Rod Cameron, dean of applied training and motor power at Fanshawe College agrees the road for high school graduates looking for an apprenticeship is very hard.

Compounding the problem is the fact Canadian industry is no longer able to lure skilled workers from England and Europe. European workers are doing quite well and have no need to immigrate across the ocean to enjoy a decent life style.

Len Greenwell, chairman of apprenticeship for 150 Iron Workers in the London area told me that his union trains their own students with a 1:5 ratio of journeymen to apprentices. Sadly, they are the exception.

Everyone admits it is a crying shame that our young men and women are shut out of the trades. No job, no apprenticeship and no tradesmen. Canadians suffer the consequences of the lack of skilled craftsmen. We will have delays and higher costs for construction companies, manufacturers and other labour-orientated businesses.

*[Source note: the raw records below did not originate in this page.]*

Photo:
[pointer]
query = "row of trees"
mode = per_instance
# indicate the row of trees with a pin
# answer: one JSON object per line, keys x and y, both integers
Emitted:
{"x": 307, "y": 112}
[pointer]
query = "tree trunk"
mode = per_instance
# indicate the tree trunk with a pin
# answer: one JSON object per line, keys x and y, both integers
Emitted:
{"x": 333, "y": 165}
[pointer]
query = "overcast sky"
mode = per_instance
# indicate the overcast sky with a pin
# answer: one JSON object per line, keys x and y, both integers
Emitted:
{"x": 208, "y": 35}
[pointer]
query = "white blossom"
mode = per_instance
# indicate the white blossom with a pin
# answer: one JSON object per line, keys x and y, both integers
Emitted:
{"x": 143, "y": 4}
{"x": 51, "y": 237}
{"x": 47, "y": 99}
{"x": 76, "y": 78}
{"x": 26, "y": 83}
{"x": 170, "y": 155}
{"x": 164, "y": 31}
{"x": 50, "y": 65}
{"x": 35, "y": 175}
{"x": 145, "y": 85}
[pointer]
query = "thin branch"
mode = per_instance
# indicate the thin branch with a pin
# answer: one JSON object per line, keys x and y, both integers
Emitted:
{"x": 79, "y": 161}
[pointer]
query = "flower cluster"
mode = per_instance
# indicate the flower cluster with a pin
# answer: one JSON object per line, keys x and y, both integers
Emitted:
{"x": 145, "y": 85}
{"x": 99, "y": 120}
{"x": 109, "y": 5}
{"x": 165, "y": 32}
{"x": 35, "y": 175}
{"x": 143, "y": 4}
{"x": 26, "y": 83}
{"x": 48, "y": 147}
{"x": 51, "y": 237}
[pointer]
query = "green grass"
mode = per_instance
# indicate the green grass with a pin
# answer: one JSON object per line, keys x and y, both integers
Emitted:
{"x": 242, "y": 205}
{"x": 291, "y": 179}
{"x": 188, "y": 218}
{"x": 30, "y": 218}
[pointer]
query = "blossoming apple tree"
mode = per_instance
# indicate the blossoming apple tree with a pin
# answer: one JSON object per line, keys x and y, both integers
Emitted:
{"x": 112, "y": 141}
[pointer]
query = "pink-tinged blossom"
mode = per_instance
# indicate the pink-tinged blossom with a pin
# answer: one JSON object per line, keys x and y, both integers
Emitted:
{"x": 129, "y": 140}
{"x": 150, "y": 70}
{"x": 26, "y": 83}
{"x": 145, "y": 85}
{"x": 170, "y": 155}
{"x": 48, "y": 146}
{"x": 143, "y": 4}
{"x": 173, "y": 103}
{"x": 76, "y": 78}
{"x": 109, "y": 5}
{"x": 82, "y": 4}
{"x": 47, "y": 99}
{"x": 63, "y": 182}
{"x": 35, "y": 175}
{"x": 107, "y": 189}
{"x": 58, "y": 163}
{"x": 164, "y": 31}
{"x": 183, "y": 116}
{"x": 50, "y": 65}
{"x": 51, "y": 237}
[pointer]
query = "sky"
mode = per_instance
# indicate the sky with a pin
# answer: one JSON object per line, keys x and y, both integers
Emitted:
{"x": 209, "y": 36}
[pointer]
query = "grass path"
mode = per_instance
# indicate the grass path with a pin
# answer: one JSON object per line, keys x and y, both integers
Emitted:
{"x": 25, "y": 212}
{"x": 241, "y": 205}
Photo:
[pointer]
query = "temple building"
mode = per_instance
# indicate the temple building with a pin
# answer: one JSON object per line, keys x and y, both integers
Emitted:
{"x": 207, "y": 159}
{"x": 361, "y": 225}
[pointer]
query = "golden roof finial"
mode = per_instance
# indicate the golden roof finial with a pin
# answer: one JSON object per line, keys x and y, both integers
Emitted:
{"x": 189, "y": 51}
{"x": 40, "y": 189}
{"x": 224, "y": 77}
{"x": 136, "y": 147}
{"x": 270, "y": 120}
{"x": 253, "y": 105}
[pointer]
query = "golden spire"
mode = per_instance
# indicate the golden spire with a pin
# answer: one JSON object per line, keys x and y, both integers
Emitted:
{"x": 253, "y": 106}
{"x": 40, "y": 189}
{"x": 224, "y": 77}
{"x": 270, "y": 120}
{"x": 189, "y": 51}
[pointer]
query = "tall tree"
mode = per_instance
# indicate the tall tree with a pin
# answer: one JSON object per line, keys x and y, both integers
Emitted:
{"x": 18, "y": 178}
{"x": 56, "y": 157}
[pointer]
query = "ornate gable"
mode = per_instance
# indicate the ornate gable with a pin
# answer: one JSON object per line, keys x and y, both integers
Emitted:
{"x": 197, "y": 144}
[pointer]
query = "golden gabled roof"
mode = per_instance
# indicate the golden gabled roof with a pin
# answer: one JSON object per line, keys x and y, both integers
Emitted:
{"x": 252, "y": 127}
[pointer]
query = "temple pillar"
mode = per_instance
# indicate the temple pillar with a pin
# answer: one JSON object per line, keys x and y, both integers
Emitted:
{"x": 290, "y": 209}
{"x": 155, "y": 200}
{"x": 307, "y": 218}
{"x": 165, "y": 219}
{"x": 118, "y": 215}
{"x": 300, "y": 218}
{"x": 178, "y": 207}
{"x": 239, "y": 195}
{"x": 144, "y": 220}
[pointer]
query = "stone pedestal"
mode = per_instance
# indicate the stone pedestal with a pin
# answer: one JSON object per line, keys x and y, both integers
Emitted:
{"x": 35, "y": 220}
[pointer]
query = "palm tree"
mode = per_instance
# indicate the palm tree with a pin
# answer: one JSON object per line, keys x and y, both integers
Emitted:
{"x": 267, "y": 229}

The Ministry of Trades faxed me six full sheets entitled, "Projections of Retirements by Occupations for 2000-2010." Scary stuff.

One third of our skilled trades people in 1996 were 45 years and older. Today they are 53 plus. You don't have to be a rocket scientist to figure out what's going to happen.

Mr. Cameron has a simple solution to help get rid of the bottleneck and provide meaningful jobs and apprenticeships for our youth. "The federal government should provide tax incentives for companies that employ apprentices," he says.

There is no federal-provincial agreement on training between Ontario and the powers in Ottawa. It is all about politics. Pity.